Recipe by Vivian Chan


Best Fried Chicken Sandwich with Vlasic Pickles
timer

Total Time

1 hr 20 min

serves

Serves

4

Ingredients

4 boneless skinless chicken thighs 

1 1/2 cups pickle juice 

1/4 cup mayonnaise  

2 tablespoons honey 

2 tablespoons barbecue sauce

1 tablespoon yellow mustard

1 tablespoon hot sauce, optional 

1 Vlasic Kosher Dill Pickle, chopped 

4 cups canola or vegetable oil 

1/2 cup vegetable shortening 

2 cups cake flour 

Kosher salt 

Freshly ground black pepper 

2 large eggs, beaten 

4 potato buns, lightly toasted 

Lots of Vlasic Kosher Sandwich Dill Pickle Chips 

Preparation

Place chicken thighs on a cutting board and poke each piece with a fork several times. This will help the chicken thighs absorb the pickle juice. Transfer to a plastic zip-top bag or reusable container and pour the pickle juice all over. Be sure to turn each chicken thigh a couple of times before zipping up or placing the lid back on. Place in the refrigerator for 1 hour and up to 4 hours.  

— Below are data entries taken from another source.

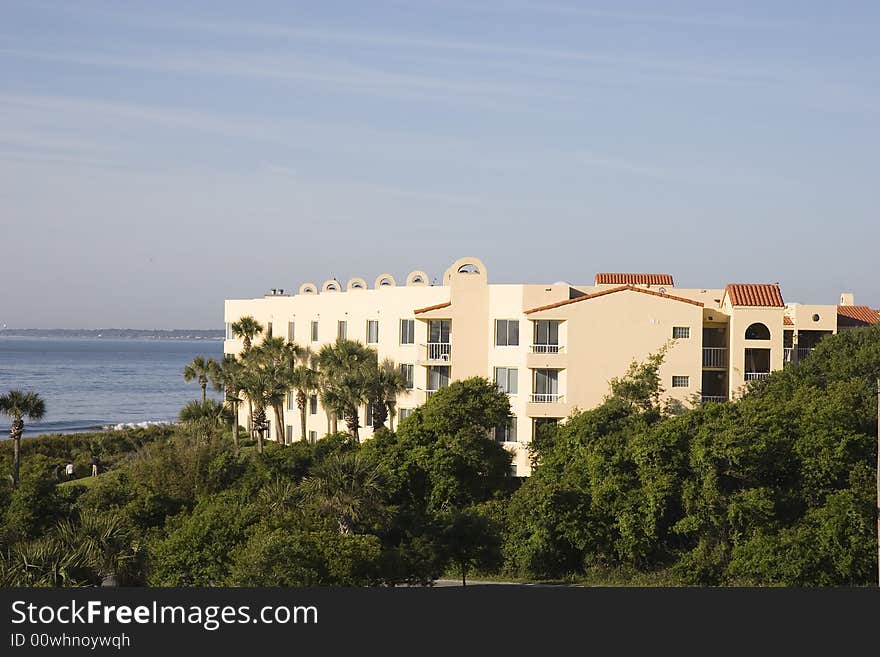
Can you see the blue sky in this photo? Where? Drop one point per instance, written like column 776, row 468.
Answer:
column 158, row 157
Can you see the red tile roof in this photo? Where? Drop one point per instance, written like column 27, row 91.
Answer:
column 622, row 288
column 751, row 294
column 434, row 307
column 858, row 314
column 634, row 279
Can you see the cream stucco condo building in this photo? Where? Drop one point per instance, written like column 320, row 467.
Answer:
column 552, row 348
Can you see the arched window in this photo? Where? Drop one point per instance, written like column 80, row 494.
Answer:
column 757, row 331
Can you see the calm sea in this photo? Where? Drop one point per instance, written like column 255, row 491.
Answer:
column 93, row 383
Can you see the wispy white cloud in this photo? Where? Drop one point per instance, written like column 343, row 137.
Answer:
column 360, row 186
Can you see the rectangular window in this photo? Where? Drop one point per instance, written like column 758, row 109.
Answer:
column 408, row 373
column 407, row 331
column 506, row 332
column 438, row 377
column 372, row 331
column 438, row 331
column 546, row 336
column 506, row 378
column 506, row 433
column 546, row 386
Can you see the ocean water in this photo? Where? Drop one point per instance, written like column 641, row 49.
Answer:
column 94, row 383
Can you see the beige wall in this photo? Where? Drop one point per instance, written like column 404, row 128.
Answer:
column 600, row 336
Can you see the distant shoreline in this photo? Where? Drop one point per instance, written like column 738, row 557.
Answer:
column 117, row 334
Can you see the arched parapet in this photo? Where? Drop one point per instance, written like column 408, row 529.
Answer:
column 757, row 331
column 417, row 278
column 385, row 280
column 468, row 268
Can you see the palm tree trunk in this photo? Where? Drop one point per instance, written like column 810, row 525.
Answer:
column 15, row 434
column 302, row 421
column 351, row 421
column 279, row 425
column 235, row 425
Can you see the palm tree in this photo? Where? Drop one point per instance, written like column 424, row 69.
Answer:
column 304, row 380
column 246, row 328
column 278, row 358
column 19, row 404
column 227, row 376
column 209, row 411
column 346, row 486
column 202, row 369
column 257, row 384
column 387, row 384
column 104, row 543
column 348, row 369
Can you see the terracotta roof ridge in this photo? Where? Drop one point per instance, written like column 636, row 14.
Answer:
column 436, row 306
column 603, row 293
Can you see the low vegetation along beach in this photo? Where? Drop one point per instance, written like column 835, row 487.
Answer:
column 776, row 488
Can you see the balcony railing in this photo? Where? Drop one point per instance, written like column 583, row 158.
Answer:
column 439, row 351
column 546, row 397
column 547, row 348
column 714, row 356
column 788, row 353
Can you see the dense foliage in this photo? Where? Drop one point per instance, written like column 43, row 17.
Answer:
column 777, row 488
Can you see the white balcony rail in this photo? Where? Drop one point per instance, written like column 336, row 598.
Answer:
column 547, row 348
column 546, row 397
column 802, row 352
column 439, row 351
column 714, row 356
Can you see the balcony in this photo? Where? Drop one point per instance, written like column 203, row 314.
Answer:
column 541, row 404
column 715, row 357
column 438, row 352
column 546, row 355
column 546, row 397
column 802, row 352
column 546, row 349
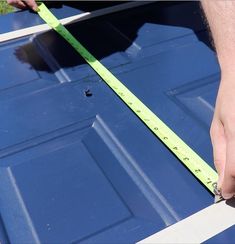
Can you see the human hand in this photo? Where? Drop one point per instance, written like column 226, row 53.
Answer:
column 23, row 4
column 223, row 137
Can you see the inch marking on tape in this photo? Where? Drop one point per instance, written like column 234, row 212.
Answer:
column 198, row 167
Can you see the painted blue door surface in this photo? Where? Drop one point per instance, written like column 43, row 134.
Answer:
column 76, row 164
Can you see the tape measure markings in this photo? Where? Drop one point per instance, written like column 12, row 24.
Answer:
column 184, row 153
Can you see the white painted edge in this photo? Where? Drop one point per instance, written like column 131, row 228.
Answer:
column 79, row 17
column 198, row 227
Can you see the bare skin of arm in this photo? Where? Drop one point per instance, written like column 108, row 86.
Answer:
column 221, row 18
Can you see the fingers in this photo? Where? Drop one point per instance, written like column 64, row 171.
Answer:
column 219, row 148
column 228, row 186
column 17, row 3
column 31, row 4
column 23, row 4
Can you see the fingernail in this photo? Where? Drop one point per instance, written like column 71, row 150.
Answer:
column 227, row 195
column 219, row 184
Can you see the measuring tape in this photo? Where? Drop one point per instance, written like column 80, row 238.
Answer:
column 198, row 167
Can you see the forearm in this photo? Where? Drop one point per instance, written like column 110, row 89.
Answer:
column 221, row 18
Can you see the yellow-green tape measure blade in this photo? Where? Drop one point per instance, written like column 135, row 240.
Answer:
column 186, row 155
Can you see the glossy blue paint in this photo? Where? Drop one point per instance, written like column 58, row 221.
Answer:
column 76, row 164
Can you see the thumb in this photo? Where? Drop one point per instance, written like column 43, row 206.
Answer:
column 219, row 148
column 228, row 186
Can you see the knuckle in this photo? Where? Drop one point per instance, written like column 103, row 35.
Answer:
column 230, row 126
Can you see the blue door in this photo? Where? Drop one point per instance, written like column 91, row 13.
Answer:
column 76, row 164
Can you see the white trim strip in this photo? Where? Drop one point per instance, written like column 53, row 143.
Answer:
column 80, row 17
column 198, row 227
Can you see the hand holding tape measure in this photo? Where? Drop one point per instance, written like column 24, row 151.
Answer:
column 197, row 166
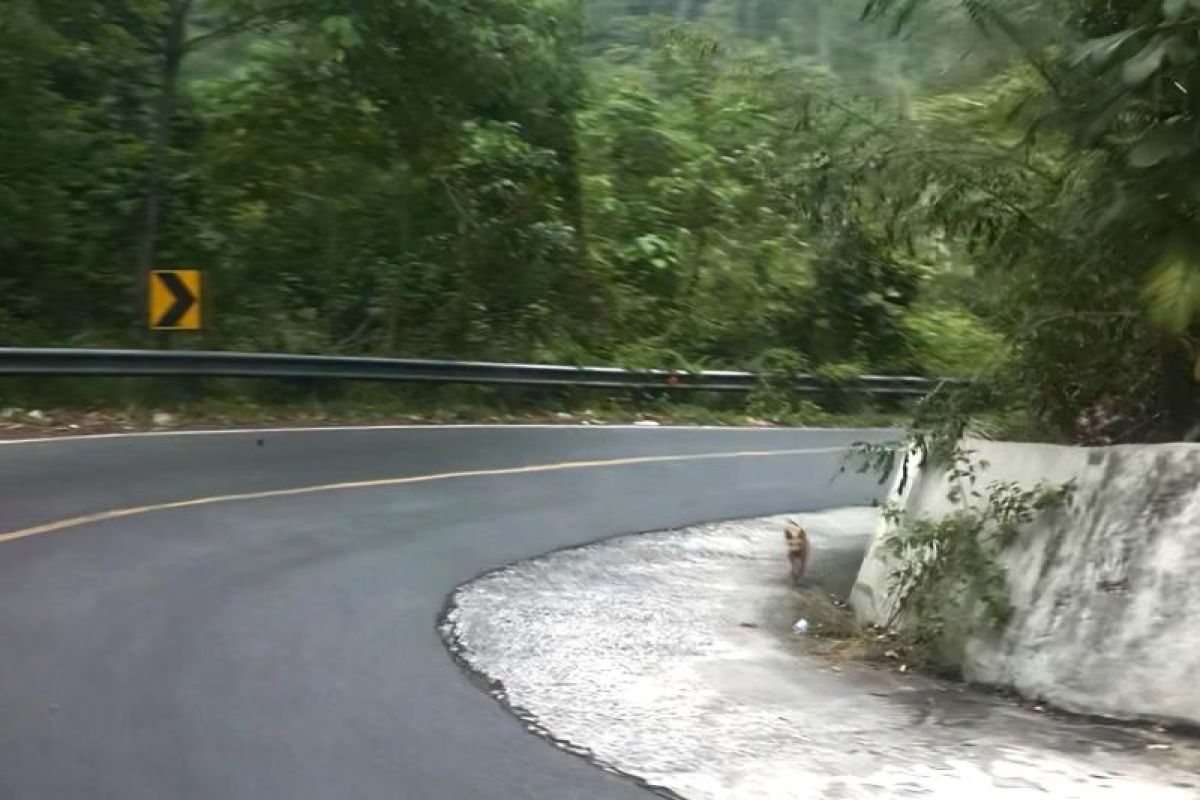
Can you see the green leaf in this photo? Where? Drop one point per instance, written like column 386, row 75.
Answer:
column 1173, row 293
column 1104, row 49
column 1161, row 143
column 1174, row 8
column 1149, row 60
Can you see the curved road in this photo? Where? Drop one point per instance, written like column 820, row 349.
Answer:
column 252, row 614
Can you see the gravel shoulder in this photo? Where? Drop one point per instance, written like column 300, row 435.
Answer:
column 670, row 656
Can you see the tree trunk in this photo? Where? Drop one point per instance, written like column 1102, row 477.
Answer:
column 165, row 110
column 1179, row 389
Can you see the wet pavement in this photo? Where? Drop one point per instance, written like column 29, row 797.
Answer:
column 670, row 656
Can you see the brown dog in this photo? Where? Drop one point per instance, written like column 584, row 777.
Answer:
column 797, row 549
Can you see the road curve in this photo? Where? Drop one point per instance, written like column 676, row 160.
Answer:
column 252, row 614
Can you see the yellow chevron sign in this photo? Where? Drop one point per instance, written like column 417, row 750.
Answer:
column 177, row 300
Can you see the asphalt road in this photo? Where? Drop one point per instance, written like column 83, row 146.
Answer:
column 282, row 643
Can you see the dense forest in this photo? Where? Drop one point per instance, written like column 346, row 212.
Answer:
column 1000, row 191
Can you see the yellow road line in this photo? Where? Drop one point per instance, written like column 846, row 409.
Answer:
column 120, row 513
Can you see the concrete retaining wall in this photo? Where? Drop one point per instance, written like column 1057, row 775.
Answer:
column 1107, row 593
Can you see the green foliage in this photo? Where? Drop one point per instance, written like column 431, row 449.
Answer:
column 951, row 569
column 648, row 182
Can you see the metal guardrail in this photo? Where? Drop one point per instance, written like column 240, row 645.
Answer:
column 42, row 361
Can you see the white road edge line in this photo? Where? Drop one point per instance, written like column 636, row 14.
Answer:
column 229, row 432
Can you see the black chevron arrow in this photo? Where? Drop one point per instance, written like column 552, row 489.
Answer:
column 184, row 300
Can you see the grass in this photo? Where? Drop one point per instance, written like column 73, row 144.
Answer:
column 59, row 405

Meanwhile, whisk the mayonnaise, honey, barbecue sauce, yellow mustard, and hot sauce, if using, in a medium bowl until well combined. Fold in 3 tablespoons of the chopped dill pickle. Set aside. The sauce can be made 1 day ahead.  

In a Dutch oven or a heavy bottom pot, heat the oil and shortening to 375 degrees F over medium high heat. Set up the dreading station as the oil comes to temperature. In a shallow dish, mix cake flour with 3/4 teaspoon salt and 1/2 teaspoon black pepper. In a separate dish, add the beaten eggs. Remove chicken thighs from the pickle juice and shake off any excess pickle juice. Dreading one thigh at a time, add chicken thigh to cake flour, then egg mixture and finally back to cake flour. Making sure each dunk is fully coating the thigh.  Set aside on a plate and repeat with remaining.  

Once oil has reached the temperature, add two prepped chicken thighs and let fry until golden brown and the thickest part internal temperature reaches 165 degree F, about 6-8 minutes. Remove from oil and drain on a cooling rack lined sheet tray. Season lightly with salt and repeat with remaining thighs.  

When ready to eat, spread desired amount of sauce on the bottom layer of a toasted bun. Place fried chicken thigh directly on and top with 3-4 pickle slices. Drizzle additional sauce if desired and top with remaining bun. Serve with additional pickles on the side. Enjoy while hot!